IIUG World 2019

IIUG 2020 Online World Conference Presentations will begin soon!

Tuesday, October 26, 2010

My next new feature request

I've thought of my next feature request.  Speaking with other users, especially those in high volume near 24x7 environments, I often hear the lament that after a server restart it can take many minutes and often hours before the server reaches its normal steady state with active rows in the cache and all data dictionary entries, data distributions, stored procedures, common statements, and other cached objects loaded up.  During this ramp-up period performance is significantly reduced since most queries require a physical IO to read in the pages that are needed and possibly fill in other cache entries.

Based on this lament, my feature request is that in the background, after every checkpoint, the engine dumps out the list of cached data and index page addresses so that during a restart the engine can - optionally - read in the list and repopulate the cache.  If this goes through the normal page processing algorithms I expect that the data dictionary and distribution caches can be filled in as well.  The statements cache and stored procedure caches may have to be handled separately, though the procedure cache should be simple enough if the procnames are saved along with the page addresses at checkpoint time.  The statement cache may be the costly one since the entire statement texts will have to be saved and restored to memory, but this is also doable.  At least from an outsider's point of view.

I ran this by some of the Informix development team last night here at IOD and no one thought that this one was difficult to pull off.  The only thing we lack is a strong user case.  What do YOU think?  Is this a useful feature?

8 comments:

  1. Yes, this is a very useful feature.

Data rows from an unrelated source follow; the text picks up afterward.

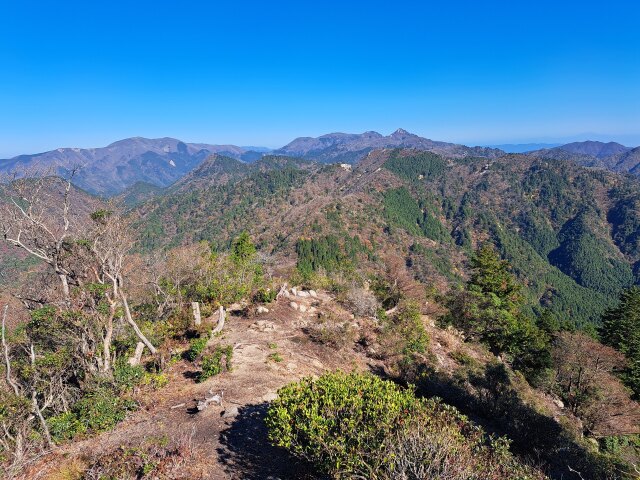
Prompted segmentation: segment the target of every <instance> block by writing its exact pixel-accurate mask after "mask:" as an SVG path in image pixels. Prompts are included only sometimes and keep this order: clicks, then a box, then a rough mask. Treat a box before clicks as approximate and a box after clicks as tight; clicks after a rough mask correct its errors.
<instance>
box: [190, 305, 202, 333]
mask: <svg viewBox="0 0 640 480" xmlns="http://www.w3.org/2000/svg"><path fill="white" fill-rule="evenodd" d="M191 308H192V309H193V323H194V324H195V326H196V327H197V326H199V325H201V324H202V317H201V316H200V304H199V303H198V302H191Z"/></svg>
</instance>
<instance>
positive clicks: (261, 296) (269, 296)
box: [253, 288, 278, 303]
mask: <svg viewBox="0 0 640 480" xmlns="http://www.w3.org/2000/svg"><path fill="white" fill-rule="evenodd" d="M277 295H278V292H277V291H276V290H274V289H272V288H259V289H258V291H257V292H256V293H255V295H254V296H253V300H254V302H258V303H271V302H273V301H274V300H275V299H276V296H277Z"/></svg>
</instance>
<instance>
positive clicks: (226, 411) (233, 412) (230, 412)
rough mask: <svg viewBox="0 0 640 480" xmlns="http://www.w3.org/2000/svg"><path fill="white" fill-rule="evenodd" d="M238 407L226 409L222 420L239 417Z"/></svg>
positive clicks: (222, 417)
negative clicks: (238, 416)
mask: <svg viewBox="0 0 640 480" xmlns="http://www.w3.org/2000/svg"><path fill="white" fill-rule="evenodd" d="M238 413H239V412H238V407H236V406H235V405H234V406H231V407H229V408H226V409H225V410H224V411H223V412H222V413H221V415H222V418H233V417H237V416H238Z"/></svg>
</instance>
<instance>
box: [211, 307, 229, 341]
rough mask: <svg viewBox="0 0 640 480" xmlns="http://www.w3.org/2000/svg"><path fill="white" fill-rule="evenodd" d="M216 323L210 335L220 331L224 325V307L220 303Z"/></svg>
mask: <svg viewBox="0 0 640 480" xmlns="http://www.w3.org/2000/svg"><path fill="white" fill-rule="evenodd" d="M218 313H219V316H218V324H217V325H216V328H214V329H213V330H212V331H211V336H212V337H213V335H215V334H216V333H218V332H221V331H222V327H224V317H225V315H226V314H225V311H224V307H223V306H222V305H220V308H219V309H218Z"/></svg>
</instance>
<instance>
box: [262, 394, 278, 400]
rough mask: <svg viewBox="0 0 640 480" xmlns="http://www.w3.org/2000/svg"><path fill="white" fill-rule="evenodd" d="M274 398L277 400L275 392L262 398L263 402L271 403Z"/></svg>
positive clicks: (267, 394)
mask: <svg viewBox="0 0 640 480" xmlns="http://www.w3.org/2000/svg"><path fill="white" fill-rule="evenodd" d="M276 398H278V394H277V393H275V392H269V393H267V394H266V395H264V396H263V397H262V401H263V402H273V401H274V400H275V399H276Z"/></svg>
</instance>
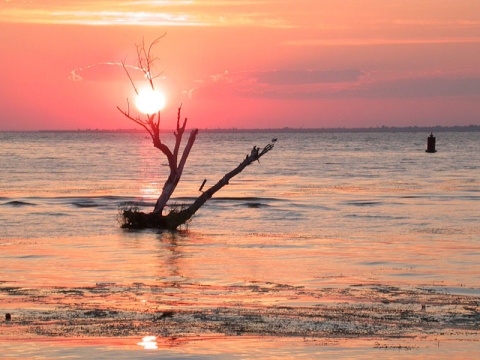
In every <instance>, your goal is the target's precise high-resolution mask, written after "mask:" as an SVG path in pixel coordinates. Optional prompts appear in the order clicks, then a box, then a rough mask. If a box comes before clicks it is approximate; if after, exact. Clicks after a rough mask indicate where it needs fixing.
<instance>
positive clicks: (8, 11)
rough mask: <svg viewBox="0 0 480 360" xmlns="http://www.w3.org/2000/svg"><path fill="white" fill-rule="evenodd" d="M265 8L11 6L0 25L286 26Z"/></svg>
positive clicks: (167, 6)
mask: <svg viewBox="0 0 480 360" xmlns="http://www.w3.org/2000/svg"><path fill="white" fill-rule="evenodd" d="M265 4H273V3H272V2H268V1H257V2H254V1H228V2H226V1H118V2H117V1H101V2H89V3H85V2H84V1H70V2H64V1H50V2H43V3H41V4H23V3H16V2H12V3H11V4H8V5H4V7H3V8H0V18H1V19H2V20H1V21H2V22H15V23H38V24H70V25H136V26H256V27H288V26H289V25H288V24H287V23H286V22H285V20H284V19H282V18H280V17H278V16H273V15H271V14H270V13H269V12H265V11H262V9H264V6H265ZM265 8H268V6H265ZM229 9H231V11H230V10H229ZM242 10H243V11H242Z"/></svg>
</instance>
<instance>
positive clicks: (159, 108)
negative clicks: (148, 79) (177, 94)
mask: <svg viewBox="0 0 480 360" xmlns="http://www.w3.org/2000/svg"><path fill="white" fill-rule="evenodd" d="M165 103H166V99H165V95H164V94H163V93H162V92H161V91H160V90H157V89H155V90H153V89H152V88H149V87H145V88H143V89H140V90H139V91H138V95H137V97H136V98H135V105H136V106H137V109H138V110H139V111H141V112H142V113H144V114H155V113H157V112H159V111H160V110H162V109H163V108H164V107H165Z"/></svg>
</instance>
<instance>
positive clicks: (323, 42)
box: [284, 37, 480, 46]
mask: <svg viewBox="0 0 480 360" xmlns="http://www.w3.org/2000/svg"><path fill="white" fill-rule="evenodd" d="M461 43H464V44H468V43H472V44H478V43H480V38H465V37H464V38H445V39H382V38H369V39H297V40H290V41H286V42H284V44H285V45H289V46H382V45H427V44H461Z"/></svg>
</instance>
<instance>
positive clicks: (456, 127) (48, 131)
mask: <svg viewBox="0 0 480 360" xmlns="http://www.w3.org/2000/svg"><path fill="white" fill-rule="evenodd" d="M199 130H200V131H201V132H204V133H364V132H365V133H368V132H375V133H383V132H429V133H430V132H471V131H480V125H466V126H407V127H395V126H378V127H360V128H345V127H338V128H292V127H283V128H265V129H241V128H235V127H233V128H205V129H199ZM172 131H173V129H165V130H161V132H164V133H170V132H172ZM5 132H8V131H5ZM12 132H64V133H70V132H105V133H143V132H145V130H143V129H137V128H132V129H114V130H109V129H77V130H34V131H28V130H26V131H12Z"/></svg>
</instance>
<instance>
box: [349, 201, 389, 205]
mask: <svg viewBox="0 0 480 360" xmlns="http://www.w3.org/2000/svg"><path fill="white" fill-rule="evenodd" d="M346 204H347V205H353V206H375V205H381V204H382V203H381V202H380V201H347V202H346Z"/></svg>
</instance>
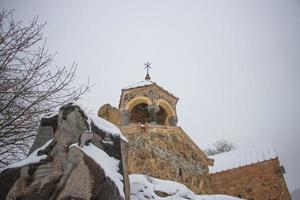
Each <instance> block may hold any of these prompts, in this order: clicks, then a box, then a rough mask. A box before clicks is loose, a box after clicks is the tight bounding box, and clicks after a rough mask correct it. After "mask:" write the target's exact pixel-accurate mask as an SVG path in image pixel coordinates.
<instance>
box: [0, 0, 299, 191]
mask: <svg viewBox="0 0 300 200" xmlns="http://www.w3.org/2000/svg"><path fill="white" fill-rule="evenodd" d="M0 2H1V7H2V6H4V7H5V8H7V9H16V11H15V15H16V17H17V18H18V19H21V20H23V21H25V22H26V21H28V20H29V19H31V18H33V17H34V16H35V15H37V14H38V15H39V16H40V21H41V22H43V21H47V26H46V27H45V29H44V35H45V36H46V37H47V47H48V48H49V50H51V51H53V52H55V51H57V52H58V55H57V56H56V64H59V65H71V64H72V62H73V61H76V62H78V64H79V68H78V77H77V78H78V83H80V82H82V81H84V80H86V79H87V77H90V79H91V81H92V82H93V83H95V86H94V87H93V89H92V91H91V92H90V93H89V94H88V95H87V96H85V97H84V98H83V99H82V101H81V102H82V104H84V105H85V106H87V107H88V108H92V109H94V111H95V112H97V110H98V109H99V107H100V106H101V105H102V104H104V103H107V102H110V103H111V104H112V105H114V106H117V105H118V100H119V96H120V93H121V88H123V87H125V86H127V85H130V84H132V83H134V82H138V81H141V80H143V78H144V76H145V71H144V69H143V67H144V66H143V63H144V62H146V61H151V62H152V63H153V64H152V70H151V72H150V74H151V78H152V80H153V81H156V82H157V83H158V84H160V85H161V86H162V87H164V88H165V89H167V90H169V91H170V92H171V93H173V94H174V95H176V96H178V97H179V98H180V100H179V103H178V107H177V109H178V117H179V124H180V125H181V126H182V128H183V129H184V130H185V131H186V132H187V133H188V134H189V135H190V136H191V138H192V139H193V140H194V141H195V142H196V143H197V144H198V145H199V146H200V147H201V148H205V147H208V146H209V145H210V144H212V143H213V142H215V141H216V140H218V139H228V140H231V141H233V142H234V143H236V144H238V146H239V148H244V147H250V146H254V145H257V144H261V143H264V142H269V141H271V142H273V143H274V144H275V146H276V147H277V151H278V153H279V156H280V161H281V163H282V164H283V165H284V166H285V168H286V171H287V174H286V179H287V182H288V186H289V189H290V191H293V190H294V189H295V188H300V182H299V179H300V175H299V169H300V159H299V153H300V145H299V143H300V136H299V134H300V121H299V120H300V92H299V91H300V37H299V36H300V1H299V0H284V1H283V0H264V1H261V0H226V1H224V0H219V1H208V0H207V1H200V0H194V1H190V0H182V1H175V0H163V1H162V0H151V1H144V0H136V1H124V0H122V1H100V0H97V1H96V0H95V1H58V0H51V1H50V0H48V1H40V0H36V1H34V0H28V1H17V0H0Z"/></svg>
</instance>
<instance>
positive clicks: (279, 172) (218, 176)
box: [210, 159, 291, 200]
mask: <svg viewBox="0 0 300 200" xmlns="http://www.w3.org/2000/svg"><path fill="white" fill-rule="evenodd" d="M210 175H211V187H212V192H213V193H216V194H227V195H231V196H236V197H241V198H243V199H248V200H290V199H291V197H290V194H289V191H288V189H287V186H286V183H285V180H284V176H283V174H282V170H281V168H280V165H279V160H278V159H272V160H268V161H263V162H260V163H256V164H252V165H248V166H244V167H240V168H236V169H231V170H227V171H223V172H218V173H214V174H210Z"/></svg>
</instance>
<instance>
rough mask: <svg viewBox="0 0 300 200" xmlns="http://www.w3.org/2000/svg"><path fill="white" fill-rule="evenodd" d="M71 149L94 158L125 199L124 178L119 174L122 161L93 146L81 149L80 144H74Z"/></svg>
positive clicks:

However writing out a large memory dump to a file is a costly task. My buffer cache is 60GB in size. We have noticed that even a 12GB SHMDUMP puts a huge load on the system during an assert failure. Having the option to write to raw disks may help.

    If the buffer cache could be copied to physical memory it may be faster. This still does not help if the physical server crashes. But if Informix had to go down for a release or other maintenance, it would be great not to suffer while the buffer cache is being populated.

    What about some type of ER/HDR option? Your stand by server would also have the buffer cache populated. If you fail over to a secondary or ER replicate, the buffer cache would already be well populated. Provided you were using all the new Grid features, you are going to fail over to an ER or HDR/RSS type server. Get it setup for rolling upgrades and your application could fail over during the upgrade and still be using an up to date buffer cache.

    ReplyDelete
  2. You are missing the solution, Kernoal. You don't have to dump the actual buffer cache pages, indeed you may not want to, certainly if you expect the cache to be repopulated after a crash in addition to after a normal shutdown since some of the pages at that point would be dirty. The solution is to NOT dump the actual cache pages but only the page addresses. So, if you have 2 million buffers with big chunks enabled, you would have to dump 16MB of page addresses which is not much at all, certainly not compared to the 4GB or more (for larger pagesize caches) of cached data. At restart the engine would reread the actual data pages from disk in the background after processing fast recovery. You could allow sessions to start using the engine immediately after fast recovery and the reload would abort once the cache was filled (since other pages pulled in by new sessions will have filled some available buffers).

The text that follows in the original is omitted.